All,
I think now is a good opportunity to return to methodology and the pitfalls of score merging.
In this study, each of nine strong minded experts were asked to evaluate 12 binoculars using 29 7-point Likert ratings. The numbers on such scales are
ordinal, i.e., they reflect direction, but not distance. In other words, we have no way to know whether the psychological distance between 1 and 2 is the same as the distance between 3 and 4, or 6 and 7. And, in fact, the underlying psychological distances may be assumed to vary between observers. If we assume each observer is self-consistent, however, we can add such ratings within his own questionnaire, but not between observers.
To illustrate what can happen, in the attached table I've constructed a simplified set of ratings from three hypothetical observers. If we assume the score totals were obtained from 10 7-point Likert ratings, the max possible score for a binocular is 10x7 = 70, and the min. possible score is 10x1 = 10. I've given the binoculars real names just to keep it interesting.
As we can see, the individual rankings of our three experts is different, although A and C probably come from a similar opinion pool, and B is obviously a contrarian.
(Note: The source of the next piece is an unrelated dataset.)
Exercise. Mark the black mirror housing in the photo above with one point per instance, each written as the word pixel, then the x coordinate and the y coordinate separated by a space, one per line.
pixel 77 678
But now see what happens to the total ranking when their scores are totaled. (I did this purposely
) Lo and behold, the Swaro SV comes out number 1, while none of the individual observers actually rated it first. And, the Swaro HD, which was #1 in the eyes of experts A and C, now drops into the dust bin of history because it "lost."
Essentially, that's why I've asked the authors of the article to unscramble the egg and let us see what the individual ratings are. Trying to make sense of aggregates could be bad for your brain, to say nothing about the reputation of the binocuars. :eek!:
Ed
PS. I've added a .pdf attachment to make it easier.